Y realmente era lo que me merecía, pues no le daba muestras de respeto ni de amistad. Me tendía su mano y yo se la mordía como un animal al que das de comer y es un desagradecido. Él sólo me había hablado como lo haría un hermano. Y yo era consciente del daño que le estaba haciendo, al igual que era consciente de que la única persona que realmente me estimaba en este mundo la tenía justo enfrente. A lo largo de los últimos años, como ya antes dije, había perdido a todas mis amistades cercanas y lejanas; todo por culpa de mi tenaz autodestrucción. Era como una lepra: aquél que me tocaba, de una forma u otra acababa infectado. El que viva de cerca este problema sabrá de lo que le hablo. En todo momento crees ciegamente que cuando quieras podrás salir del infierno del alcohol, que podrás dejar el vicio en un abrir y cerrar de ojos.
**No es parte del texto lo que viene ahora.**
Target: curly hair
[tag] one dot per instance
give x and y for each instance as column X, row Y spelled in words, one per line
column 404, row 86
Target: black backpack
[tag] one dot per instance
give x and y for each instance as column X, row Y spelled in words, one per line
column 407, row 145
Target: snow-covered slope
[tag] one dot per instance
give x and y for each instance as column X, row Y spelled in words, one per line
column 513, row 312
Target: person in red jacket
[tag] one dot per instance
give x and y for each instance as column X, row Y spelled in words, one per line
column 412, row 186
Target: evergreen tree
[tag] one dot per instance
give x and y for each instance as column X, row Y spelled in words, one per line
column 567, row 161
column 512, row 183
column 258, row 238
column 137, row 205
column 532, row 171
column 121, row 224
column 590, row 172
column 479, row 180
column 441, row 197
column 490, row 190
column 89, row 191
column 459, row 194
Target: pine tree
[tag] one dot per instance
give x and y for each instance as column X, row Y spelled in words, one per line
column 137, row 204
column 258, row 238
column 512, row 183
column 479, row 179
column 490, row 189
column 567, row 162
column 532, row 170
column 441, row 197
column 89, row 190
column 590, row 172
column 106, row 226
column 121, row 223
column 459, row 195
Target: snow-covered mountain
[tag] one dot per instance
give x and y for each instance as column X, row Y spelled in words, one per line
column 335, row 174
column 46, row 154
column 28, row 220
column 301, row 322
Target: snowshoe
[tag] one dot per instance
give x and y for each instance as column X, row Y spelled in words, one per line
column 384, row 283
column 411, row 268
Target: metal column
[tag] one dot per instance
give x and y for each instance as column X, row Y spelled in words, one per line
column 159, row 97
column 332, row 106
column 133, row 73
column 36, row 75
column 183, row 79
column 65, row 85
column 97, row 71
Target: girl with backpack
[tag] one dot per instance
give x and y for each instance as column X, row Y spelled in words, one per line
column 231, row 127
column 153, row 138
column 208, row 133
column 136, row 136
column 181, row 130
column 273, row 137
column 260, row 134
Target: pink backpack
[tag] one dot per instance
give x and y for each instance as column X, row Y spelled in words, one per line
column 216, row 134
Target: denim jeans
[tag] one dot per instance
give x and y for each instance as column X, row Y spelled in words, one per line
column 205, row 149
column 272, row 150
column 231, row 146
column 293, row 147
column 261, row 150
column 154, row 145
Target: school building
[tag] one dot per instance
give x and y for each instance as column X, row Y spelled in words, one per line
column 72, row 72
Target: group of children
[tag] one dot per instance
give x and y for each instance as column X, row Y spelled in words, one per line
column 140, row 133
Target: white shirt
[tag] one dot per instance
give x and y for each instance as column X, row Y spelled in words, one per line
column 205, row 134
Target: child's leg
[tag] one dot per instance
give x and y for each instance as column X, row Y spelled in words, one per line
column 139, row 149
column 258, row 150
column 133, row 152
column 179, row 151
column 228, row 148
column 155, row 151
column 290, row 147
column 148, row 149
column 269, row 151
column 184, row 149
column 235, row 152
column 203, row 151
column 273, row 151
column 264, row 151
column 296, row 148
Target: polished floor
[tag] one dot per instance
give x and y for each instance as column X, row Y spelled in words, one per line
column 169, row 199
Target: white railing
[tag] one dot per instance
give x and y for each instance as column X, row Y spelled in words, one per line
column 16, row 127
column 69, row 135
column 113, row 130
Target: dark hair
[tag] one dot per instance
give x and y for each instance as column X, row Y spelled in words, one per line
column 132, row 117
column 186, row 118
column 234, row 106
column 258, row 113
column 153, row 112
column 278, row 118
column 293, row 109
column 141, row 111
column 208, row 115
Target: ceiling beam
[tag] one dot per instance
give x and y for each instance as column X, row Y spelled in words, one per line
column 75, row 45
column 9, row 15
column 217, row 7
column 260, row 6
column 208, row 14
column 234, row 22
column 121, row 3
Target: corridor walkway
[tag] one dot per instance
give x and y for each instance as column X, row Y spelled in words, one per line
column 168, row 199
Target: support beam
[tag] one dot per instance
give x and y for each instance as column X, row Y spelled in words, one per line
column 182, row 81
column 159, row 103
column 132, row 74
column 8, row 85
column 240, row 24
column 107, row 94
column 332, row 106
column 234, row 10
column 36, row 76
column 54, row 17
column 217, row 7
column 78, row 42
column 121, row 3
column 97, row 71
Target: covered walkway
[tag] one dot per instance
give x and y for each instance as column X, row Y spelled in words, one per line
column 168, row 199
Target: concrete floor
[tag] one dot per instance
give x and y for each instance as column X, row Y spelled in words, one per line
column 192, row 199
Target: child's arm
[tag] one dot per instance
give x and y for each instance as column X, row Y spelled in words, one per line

Pero lo que no llegas a sospechar es que a medida que pasan los días te ves cada vez más atrapado en sus garras y es realmente él quien no te quiere soltar. A mí, en este punto de mi existencia, ya no me sobraba ni un ápice de grasa en el cuerpo: mi metabolismo había aprendido a sobrevivir sólo con la bebida, no aceptaba nada sólido. Poco a poco me había ido consumiendo y no lograba recordar cuándo fue mi última comida decente. En una escala de valores estaba muy por debajo de cualquier borrachín, pues me había degradado hasta tal punto que no me quedaba ni una pizca de dignidad. No, no hay escapatoria. Realmente Marco tenía razón al hablarme de los límites de esta absurda pesadilla que se llama alcohol, de mi embrutecimiento; el problema radicaba en que por entonces yo no quería darme cuenta de ello, abrir los ojos y ver la verdad. Porque abrirlos supondría aceptar la realidad y eso era algo para lo que aún no me creía preparado. No entiendo cómo pude sobrevivir hasta aquella noche. Ni siquiera ahora lo entiendo. Pero sin aún saberlo, mi vida iba a dar un giro inesperado y muy pronto me vería sumergido en un mundo de conspiraciones y crímenes sin resolver. Y en parte me iba a ayudar a salir de mi infierno privado, poco a poco iría olvidándome de la botella, aunque me viese obligado a saborear de vez en cuando ese líquido tan placentero.